Today’s audience can be divided over this story, questioning whether Jael was really a heroine or not. Many are shocked at the Scriptures’ seeming nonchalance at her rather brutal act: “But Jael, Heber’s wife, picked up a tent peg and a hammer and went quietly to him [Sisera] while he lay fast asleep, exhausted. She drove the peg through his temple into the ground, and he died” (4:21).
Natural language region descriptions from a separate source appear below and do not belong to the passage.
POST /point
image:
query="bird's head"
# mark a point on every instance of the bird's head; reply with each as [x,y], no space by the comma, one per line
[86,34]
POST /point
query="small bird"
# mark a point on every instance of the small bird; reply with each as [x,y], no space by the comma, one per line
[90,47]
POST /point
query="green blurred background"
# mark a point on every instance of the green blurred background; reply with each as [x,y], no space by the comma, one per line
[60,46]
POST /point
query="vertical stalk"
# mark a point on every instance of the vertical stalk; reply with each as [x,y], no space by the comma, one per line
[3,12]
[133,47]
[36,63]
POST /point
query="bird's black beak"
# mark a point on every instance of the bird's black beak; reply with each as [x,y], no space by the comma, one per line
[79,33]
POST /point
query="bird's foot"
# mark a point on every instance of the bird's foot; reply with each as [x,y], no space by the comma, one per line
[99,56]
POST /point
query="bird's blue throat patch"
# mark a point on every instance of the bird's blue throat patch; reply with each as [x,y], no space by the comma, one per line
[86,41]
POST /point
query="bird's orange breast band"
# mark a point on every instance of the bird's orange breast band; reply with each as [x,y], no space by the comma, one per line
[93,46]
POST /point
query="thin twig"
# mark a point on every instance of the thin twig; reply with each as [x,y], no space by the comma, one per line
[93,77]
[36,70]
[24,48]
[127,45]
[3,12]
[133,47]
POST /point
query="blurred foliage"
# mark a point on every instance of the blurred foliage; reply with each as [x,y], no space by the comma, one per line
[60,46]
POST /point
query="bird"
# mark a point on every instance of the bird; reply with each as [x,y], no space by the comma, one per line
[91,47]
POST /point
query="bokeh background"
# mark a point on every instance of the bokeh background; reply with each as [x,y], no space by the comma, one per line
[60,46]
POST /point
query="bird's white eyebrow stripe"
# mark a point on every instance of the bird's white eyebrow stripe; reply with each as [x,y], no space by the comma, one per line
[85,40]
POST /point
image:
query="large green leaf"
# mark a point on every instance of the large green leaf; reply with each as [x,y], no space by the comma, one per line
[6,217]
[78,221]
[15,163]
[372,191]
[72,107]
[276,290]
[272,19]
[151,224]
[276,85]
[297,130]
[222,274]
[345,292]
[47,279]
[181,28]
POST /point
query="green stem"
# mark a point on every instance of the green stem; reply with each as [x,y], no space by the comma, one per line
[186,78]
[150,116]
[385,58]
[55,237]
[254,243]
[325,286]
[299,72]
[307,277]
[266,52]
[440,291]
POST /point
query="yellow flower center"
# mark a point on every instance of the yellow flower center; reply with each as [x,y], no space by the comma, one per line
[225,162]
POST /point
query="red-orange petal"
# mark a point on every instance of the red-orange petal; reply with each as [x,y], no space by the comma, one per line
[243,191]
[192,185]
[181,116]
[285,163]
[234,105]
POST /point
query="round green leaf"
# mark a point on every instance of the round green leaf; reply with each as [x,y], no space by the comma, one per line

They even deem it to be a cold-blooded murder, missing the fact that later, Deborah, judge over all Israel, praised this woman’s act through song:
Most blessed of women be Jael,
the wife of Heber the Kenite,
most blessed of tent-dwelling women.
He asked for water, and she gave him milk;
in a bowl fit for nobles she brought him curdled milk.
Her hand reached for the tent peg,
her right hand for the workman’s hammer.
She struck Sisera, she crushed his head,
she shattered and pierced his temple.
At her feet he sank,
he fell; there he lay.
At her feet he sank, he fell;
where he sank, there he fell—dead. (5:24-27)
Heroic acts happen in all settings and contexts. Responding in her own context, Jael was thus honoured by all of Israel and most importantly God. Maybe we then need to redefine what a hero/heroine looks like. Would we have any issue with a mother protecting the lives of her children if a person was about to kill them? No, many of us would not. How then can we take issue with Jael helping to save the lives of an entire people by ridding the perpetrator and mastermind behind such evil acts toward her own? We would readily commend such an act if it were on the movie screen, so how much more should we praise her who did it not in the imaginary but the real world? Perhaps it is a harder story to grasp in today’s modern Western context; however, it would not have been in previous times or in other places. Jael can definitely take her place alongside of the imaginary female superheros and the like, but even more she can stand next to her female and male heros, counted as such throughout history, as they sought to overcome evil with good.
I’ve often stated that if I had a little girl, I’d name her Jael. I don’t know if whomever I marry may agree with such a name (!), but she remains a heroine of mine. I just wish I’d have that much boldness and courage in the face of such evil. She thus remains an inspiration to me and hopefully, you, my reader, as well.